To summarize, an analogy might be useful: a Very Little Language is like a knife, which can be used in thousands of different ways, from cutting food to cutting down trees. A domain-specific language is like an electric drill: it is a powerful tool with a wide variety of uses, but a specific context, namely, putting holes in things. A General Purpose Language is a complete workbench, with a variety of tools intended for performing a variety of tasks. Domain-specific languages should be used by programmers who, looking at their current workbench, realize they need a better drill and find that a particular domain-specific language provides exactly that.
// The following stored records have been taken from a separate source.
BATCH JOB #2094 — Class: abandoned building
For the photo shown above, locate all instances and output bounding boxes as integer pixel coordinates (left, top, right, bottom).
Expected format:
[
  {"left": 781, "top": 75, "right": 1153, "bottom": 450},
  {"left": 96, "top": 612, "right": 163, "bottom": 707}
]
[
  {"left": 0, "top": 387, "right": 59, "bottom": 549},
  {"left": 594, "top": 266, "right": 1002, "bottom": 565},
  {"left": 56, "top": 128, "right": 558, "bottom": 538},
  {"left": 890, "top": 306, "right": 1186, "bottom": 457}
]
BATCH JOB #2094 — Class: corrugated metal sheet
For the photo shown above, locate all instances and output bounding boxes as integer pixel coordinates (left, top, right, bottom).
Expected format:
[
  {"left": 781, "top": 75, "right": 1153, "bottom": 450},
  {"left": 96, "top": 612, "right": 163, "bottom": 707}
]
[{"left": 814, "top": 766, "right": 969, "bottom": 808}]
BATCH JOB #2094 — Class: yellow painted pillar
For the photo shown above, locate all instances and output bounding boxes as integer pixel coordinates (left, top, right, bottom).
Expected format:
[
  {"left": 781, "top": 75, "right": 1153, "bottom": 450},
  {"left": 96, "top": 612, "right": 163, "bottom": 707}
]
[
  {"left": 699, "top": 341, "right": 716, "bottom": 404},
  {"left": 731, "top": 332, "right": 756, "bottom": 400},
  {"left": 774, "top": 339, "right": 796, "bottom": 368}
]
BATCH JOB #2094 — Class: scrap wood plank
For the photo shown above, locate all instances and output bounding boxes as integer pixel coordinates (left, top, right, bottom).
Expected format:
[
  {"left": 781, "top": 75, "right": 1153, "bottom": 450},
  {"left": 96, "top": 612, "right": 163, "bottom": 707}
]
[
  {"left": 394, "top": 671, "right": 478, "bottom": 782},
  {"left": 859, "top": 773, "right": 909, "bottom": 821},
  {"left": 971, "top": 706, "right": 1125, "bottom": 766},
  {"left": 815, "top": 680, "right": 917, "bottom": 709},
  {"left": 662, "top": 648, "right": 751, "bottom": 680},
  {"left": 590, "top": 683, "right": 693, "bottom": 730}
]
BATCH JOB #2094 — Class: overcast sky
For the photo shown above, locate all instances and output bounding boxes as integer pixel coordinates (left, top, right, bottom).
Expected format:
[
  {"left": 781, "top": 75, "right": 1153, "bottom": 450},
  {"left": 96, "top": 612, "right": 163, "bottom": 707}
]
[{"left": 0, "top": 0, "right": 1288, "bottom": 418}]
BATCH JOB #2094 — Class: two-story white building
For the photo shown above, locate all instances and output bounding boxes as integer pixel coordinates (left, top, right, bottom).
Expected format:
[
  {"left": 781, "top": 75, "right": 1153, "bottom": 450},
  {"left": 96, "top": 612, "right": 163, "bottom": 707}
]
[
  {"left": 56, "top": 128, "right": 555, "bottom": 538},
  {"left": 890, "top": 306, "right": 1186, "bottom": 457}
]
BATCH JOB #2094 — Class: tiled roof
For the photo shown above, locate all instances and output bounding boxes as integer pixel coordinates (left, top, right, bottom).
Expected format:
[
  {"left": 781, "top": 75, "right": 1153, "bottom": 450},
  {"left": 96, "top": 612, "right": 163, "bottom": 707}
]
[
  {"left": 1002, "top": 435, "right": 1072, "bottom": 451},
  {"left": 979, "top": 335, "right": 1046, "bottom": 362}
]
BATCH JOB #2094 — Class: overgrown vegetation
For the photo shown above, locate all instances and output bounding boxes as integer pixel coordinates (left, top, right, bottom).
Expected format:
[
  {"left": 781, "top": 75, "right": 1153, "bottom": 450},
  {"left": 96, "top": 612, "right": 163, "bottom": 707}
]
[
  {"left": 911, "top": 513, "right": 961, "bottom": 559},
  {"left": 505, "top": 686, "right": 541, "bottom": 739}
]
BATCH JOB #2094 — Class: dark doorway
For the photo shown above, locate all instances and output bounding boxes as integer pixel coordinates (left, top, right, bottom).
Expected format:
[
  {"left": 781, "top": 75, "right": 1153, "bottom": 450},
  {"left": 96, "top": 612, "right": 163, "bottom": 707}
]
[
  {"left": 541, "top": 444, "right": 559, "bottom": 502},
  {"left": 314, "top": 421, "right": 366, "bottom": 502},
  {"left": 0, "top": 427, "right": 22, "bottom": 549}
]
Domain-specific language topics

External and Embedded Domain Specific Languages

DSLs implemented via an independent interpreter or compiler are known as External Domain Specific Languages. Well known examples include TeX or AWK. A separate category known as Embedded Domain Specific Languages are typically implemented within a host language as a library and tend to be limited to the syntax of the host language, though this depends on host language capabilities.

Usage patterns

There are several usage patterns for domain-specific languages:
  • Processing with standalone tools, invoked via direct user operation, often on the command line or from a Makefile
  • Domain-specific languages which are implemented using programming language macro systems, and which are converted or expanded into a host general purpose language at compile-time or realtime
  • As embedded domain-specific language also known as an internal domain-specific language, is a DSL that is implemented as a library in a "host" programming language. The embedded domain-specific language leverages the syntax, semantics and runtime environment and adds domain-specific primitives that allow programmers to use the "host" programming language to create programs that generate code in the "target" programming language. Multiple eDSLs can easily be combined into a single program and the facilities of the host language can be used to extend an existing eDSL. Other possible advantages using an eDSL are improved type safety and better IDE tooling. eDSL examples: SQLAlchemy "Core" an SQL eDSL in Python, jOOQ an SQL eDSL in Java, LINQ's "method syntax" an SQL eDSL in C# and an HTML eDSL in Kotlin.
  • Domain-specific languages which are called from programs written in general purpose languages like C or Perl, to perform a specific function, often returning the results of operation to the "host" programming language for further processing; generally, an interpreter or virtual machine for the domain-specific language is embedded into the host application
  • Domain-specific languages which are embedded into user applications and which are used to execute code that is written by users of the application, dynamically generated by the application, or both.
Many domain-specific languages can be used in more than one way. DSL code embedded in a host language may have special syntax support, such as regexes in sed, AWK, Perl or JavaScript, or may be passed as strings.

Design goals

Adopting a domain-specific language approach to software engineering involves both risks and opportunities. The well-designed domain-specific language manages to find the proper balance between these.
Domain-specific languages have important design goals that contrast with those of general-purpose languages:
  • Domain-specific languages are less comprehensive.
  • Domain-specific languages are much more expressive in their domain.
  • Domain-specific languages should exhibit minimal redundancy.

    Idioms

In programming, idioms are methods imposed by programmers to handle common development tasks, e.g.:
  • Ensure data is saved before the window is closed.
  • Edit code whenever command-line parameters change because they affect program behavior.
General purpose programming languages rarely support such idioms, but domain-specific languages can describe them, e.g.:
  • A script can automatically save data.
  • A domain-specific language can parameterize command line input.